Solving Maintenance Errors in Package Manufacturing Equipment

Every minute of delay in your production corresponds to a loss. While it’s impossible to avoid wear and tear, there are better ways to handle them to avoid wasting your time, money, and effort. Preventive maintenance should be a given, but there are times that even with a strategy in place, you still suffer from problems.

Consider the possibility that you could be doing some things wrong in the way you maintain your machinery. Assess the strategies you have in place and see if you’re making these three common errors.

You’re Not Consistent.

Preventive maintenance isn’t something you start only when your machinery acts up. It’s a practice you need to commit to regularly from the moment it’s installed.

Doing this enables you to avoid sudden downtime and unexpected costs. Make sure only trained personnel perform preventive maintenance tasks like lubricating machines and changing worn parts. It’s unlikely that even regular maintenance will benefit you if unqualified individuals perform it.

That is especially true for components on your manufacturing floor like liquid-filling equipment. These have step-by-step procedures and guidelines in their manuals that you have to follow to ensure stable performance. Otherwise, your new equipment won’t make any difference in production because you’re causing it to wear sooner than it should.

Correct practices mixed with consistency breeds good results. Make sure every effort counts.

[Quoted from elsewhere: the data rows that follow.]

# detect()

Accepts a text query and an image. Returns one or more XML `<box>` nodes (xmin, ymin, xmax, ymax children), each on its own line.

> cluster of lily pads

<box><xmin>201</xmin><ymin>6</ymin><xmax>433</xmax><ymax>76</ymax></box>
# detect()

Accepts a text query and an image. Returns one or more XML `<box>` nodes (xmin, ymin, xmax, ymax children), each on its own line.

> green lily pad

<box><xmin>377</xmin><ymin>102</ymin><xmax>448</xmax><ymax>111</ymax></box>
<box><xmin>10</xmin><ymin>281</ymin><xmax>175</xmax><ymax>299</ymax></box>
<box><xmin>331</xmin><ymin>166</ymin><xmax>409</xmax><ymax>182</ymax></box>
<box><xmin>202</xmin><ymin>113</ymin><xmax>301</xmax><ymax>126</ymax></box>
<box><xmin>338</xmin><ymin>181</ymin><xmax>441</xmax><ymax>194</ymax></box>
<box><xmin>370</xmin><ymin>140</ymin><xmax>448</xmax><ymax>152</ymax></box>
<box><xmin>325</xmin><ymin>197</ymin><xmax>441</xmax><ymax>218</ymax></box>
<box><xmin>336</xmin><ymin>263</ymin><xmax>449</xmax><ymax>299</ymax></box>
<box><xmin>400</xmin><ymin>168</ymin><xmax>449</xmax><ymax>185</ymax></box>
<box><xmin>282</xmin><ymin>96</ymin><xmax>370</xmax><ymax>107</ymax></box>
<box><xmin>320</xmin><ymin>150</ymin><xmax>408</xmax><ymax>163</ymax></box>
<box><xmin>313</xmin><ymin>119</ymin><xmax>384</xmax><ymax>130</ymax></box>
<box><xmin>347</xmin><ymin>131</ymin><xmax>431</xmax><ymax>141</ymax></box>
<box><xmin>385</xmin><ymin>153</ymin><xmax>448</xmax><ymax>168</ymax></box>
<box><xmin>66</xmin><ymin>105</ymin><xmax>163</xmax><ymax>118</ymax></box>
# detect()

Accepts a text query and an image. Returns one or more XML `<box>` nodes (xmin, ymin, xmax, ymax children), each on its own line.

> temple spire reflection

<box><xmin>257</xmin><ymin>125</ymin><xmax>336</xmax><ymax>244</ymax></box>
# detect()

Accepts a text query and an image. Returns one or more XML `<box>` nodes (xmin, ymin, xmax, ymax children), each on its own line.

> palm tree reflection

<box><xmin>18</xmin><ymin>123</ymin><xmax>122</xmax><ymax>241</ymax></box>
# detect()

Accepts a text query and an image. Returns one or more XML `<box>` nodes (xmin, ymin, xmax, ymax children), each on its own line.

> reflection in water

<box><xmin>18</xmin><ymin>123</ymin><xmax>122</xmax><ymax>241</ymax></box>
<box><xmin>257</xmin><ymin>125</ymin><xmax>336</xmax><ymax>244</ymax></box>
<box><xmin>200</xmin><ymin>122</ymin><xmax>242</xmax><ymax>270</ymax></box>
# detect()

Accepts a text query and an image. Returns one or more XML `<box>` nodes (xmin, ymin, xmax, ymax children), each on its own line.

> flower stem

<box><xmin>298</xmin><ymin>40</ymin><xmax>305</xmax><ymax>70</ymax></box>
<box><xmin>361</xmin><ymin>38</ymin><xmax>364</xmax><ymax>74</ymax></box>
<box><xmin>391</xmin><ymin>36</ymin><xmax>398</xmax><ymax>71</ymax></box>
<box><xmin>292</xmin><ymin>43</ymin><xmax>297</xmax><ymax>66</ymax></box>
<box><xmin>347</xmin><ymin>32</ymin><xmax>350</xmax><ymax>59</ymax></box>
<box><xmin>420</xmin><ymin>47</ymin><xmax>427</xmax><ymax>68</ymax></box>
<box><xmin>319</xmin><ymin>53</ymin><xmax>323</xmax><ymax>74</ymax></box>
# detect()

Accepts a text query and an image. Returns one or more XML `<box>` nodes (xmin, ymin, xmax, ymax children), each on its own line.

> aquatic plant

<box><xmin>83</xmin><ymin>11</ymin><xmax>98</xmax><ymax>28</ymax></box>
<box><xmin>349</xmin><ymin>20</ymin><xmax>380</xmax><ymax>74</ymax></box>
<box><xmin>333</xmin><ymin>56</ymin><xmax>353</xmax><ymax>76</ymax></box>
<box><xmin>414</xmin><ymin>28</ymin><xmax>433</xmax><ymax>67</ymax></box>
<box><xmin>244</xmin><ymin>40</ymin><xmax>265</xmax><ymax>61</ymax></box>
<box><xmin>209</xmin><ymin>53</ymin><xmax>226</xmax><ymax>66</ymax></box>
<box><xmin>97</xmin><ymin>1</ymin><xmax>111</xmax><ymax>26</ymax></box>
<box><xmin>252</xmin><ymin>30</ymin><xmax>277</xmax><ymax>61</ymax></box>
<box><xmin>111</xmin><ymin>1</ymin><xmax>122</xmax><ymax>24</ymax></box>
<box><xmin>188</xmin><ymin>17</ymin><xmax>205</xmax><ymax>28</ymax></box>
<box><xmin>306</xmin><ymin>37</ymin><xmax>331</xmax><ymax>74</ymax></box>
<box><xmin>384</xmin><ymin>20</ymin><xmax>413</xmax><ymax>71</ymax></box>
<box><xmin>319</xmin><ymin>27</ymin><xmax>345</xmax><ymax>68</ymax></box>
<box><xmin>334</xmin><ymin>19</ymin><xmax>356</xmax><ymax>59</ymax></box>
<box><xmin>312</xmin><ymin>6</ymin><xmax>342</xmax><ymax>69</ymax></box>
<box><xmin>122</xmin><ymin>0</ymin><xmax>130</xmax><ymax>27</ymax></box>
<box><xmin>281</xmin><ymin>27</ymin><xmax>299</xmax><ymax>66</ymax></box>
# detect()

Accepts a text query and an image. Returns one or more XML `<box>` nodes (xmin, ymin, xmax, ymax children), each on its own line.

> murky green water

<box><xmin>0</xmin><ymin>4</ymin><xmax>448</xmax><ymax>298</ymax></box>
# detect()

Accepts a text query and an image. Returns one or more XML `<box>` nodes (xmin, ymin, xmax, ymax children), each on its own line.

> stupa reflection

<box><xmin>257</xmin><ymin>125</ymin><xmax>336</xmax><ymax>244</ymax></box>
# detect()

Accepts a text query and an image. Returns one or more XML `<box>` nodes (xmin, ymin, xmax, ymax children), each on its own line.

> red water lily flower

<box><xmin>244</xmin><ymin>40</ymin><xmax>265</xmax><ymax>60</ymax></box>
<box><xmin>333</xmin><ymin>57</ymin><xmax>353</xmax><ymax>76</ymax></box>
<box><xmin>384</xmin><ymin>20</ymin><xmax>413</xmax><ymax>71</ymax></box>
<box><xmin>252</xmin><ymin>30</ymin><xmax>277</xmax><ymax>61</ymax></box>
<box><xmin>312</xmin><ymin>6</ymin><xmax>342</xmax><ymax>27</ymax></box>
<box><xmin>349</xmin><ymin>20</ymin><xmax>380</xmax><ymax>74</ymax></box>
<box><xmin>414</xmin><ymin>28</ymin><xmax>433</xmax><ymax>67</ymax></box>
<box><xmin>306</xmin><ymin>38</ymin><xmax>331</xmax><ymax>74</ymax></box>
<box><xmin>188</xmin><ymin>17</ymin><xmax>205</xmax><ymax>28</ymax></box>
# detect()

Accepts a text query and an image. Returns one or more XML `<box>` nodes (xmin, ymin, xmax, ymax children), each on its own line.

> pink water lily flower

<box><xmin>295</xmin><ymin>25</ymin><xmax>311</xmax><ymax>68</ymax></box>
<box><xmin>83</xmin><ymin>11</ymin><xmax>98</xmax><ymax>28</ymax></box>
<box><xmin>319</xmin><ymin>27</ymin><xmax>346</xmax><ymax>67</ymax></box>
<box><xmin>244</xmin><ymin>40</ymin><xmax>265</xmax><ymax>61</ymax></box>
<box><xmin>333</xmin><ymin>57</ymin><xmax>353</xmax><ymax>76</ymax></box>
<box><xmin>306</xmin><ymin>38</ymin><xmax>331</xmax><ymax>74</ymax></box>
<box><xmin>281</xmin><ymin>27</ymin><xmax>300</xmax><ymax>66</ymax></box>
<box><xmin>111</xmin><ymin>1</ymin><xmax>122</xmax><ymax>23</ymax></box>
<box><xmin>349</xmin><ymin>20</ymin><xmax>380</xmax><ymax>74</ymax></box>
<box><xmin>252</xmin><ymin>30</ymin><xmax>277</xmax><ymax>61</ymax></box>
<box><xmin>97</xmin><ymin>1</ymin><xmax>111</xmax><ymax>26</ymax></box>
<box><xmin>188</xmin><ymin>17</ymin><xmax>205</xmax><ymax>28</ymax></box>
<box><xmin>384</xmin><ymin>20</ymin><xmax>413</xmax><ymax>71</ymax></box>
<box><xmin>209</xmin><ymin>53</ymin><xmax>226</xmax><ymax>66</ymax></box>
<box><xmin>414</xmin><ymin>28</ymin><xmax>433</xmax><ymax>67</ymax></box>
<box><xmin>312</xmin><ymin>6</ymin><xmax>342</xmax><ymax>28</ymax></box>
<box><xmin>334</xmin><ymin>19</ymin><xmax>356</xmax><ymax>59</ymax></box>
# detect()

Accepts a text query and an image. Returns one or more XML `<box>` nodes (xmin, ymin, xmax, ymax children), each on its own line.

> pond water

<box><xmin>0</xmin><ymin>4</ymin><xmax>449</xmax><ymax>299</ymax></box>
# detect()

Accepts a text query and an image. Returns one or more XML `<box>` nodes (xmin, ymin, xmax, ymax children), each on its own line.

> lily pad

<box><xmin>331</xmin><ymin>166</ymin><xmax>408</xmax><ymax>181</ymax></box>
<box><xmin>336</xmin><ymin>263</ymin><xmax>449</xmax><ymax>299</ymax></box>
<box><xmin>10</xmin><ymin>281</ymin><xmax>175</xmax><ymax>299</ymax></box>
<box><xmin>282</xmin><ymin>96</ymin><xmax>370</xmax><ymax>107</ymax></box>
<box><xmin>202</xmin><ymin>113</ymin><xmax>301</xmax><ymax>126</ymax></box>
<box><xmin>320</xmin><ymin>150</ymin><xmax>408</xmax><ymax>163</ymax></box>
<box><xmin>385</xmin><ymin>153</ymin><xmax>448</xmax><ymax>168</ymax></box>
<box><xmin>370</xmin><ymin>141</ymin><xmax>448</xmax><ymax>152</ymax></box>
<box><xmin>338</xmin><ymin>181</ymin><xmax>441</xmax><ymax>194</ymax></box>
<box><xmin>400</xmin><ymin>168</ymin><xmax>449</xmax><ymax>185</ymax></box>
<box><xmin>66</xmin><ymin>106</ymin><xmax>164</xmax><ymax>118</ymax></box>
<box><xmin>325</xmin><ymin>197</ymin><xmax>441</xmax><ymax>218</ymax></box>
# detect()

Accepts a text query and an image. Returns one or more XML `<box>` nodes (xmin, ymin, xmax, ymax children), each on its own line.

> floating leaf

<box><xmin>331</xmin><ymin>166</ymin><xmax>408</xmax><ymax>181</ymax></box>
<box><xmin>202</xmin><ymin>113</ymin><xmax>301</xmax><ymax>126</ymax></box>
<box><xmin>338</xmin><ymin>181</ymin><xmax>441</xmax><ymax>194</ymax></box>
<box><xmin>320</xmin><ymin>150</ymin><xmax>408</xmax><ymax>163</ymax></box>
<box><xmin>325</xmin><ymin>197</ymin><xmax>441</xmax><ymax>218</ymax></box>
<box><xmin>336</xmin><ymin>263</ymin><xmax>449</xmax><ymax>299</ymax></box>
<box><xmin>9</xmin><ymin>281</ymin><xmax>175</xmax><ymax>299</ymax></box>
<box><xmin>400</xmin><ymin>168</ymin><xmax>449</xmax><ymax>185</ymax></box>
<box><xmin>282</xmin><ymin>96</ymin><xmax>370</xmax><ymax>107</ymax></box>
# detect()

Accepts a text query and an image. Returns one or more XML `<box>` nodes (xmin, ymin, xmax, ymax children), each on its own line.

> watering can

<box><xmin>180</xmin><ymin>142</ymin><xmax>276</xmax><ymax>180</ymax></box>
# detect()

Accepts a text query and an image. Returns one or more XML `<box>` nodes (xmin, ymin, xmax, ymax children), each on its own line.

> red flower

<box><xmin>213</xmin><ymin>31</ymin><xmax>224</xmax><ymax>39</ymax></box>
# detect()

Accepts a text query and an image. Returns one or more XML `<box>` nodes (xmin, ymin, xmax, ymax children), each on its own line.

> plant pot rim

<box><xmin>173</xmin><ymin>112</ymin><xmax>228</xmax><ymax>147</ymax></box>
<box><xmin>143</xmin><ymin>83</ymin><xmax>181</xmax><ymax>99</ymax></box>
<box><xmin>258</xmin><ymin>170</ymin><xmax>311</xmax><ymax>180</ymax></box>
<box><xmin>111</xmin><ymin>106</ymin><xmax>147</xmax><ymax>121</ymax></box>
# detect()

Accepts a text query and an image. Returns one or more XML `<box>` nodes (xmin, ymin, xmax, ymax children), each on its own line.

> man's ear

You Don’t Train Your Workforce.

There’s preventive maintenance performed by experts, and there’s autonomous maintenance performed by machine operators. Long intervals between inspections guarantee that you’ll encounter problems, and it’s not practical to bring in your experts daily.

Your best solution is to train your workforce and equip them with preventive maintenance checklists. This list should contain activities marked on a calendar. In time, your operators will know by heart which tasks to do daily, weekly, monthly, and quarterly to keep their equipment running well.

The goal of training your workforce is to familiarize themselves enough with the ins and outs of machinery they operate. This way, when something starts to go wrong, they can tell right away even before the next official maintenance.

You Don’t Expect the Upgrade.

Preventive maintenance does not prevent the need for better equipment. For example, when that liquid-filling machine is no longer supported or becomes obsolete, you have to replace it.

What regular maintenance does is maximize its lifespan and notify you when an upgrade is a must. With the speed in which technology advances these days, improved versions inevitably appear on the market, and the old ones phase out fast. Your only option is to cope, and you have to know how to deal with it well.

Sometimes, it’s not an entire machine that needs replacing but only some of its components. That sounds easier to handle, but it still requires as much planning to avoid a prolonged disruption on your manufacturing floor.

Expect the upgrades and plan the transition as soon as you receive a heads-up. Doing this enables you to reduce your downtime and make-up in production as quickly as possible.

No Room for Complacency

Grey bottles being packed in factory

Complacency kills efficiency. Don’t make the mistake of thinking you can do less because everything is functioning well. Take it instead as a sign that you’re all doing a good job—and you should continue doing a good job. After all, you’ve got nothing to lose and everything to gain by keeping a close eye on your machines.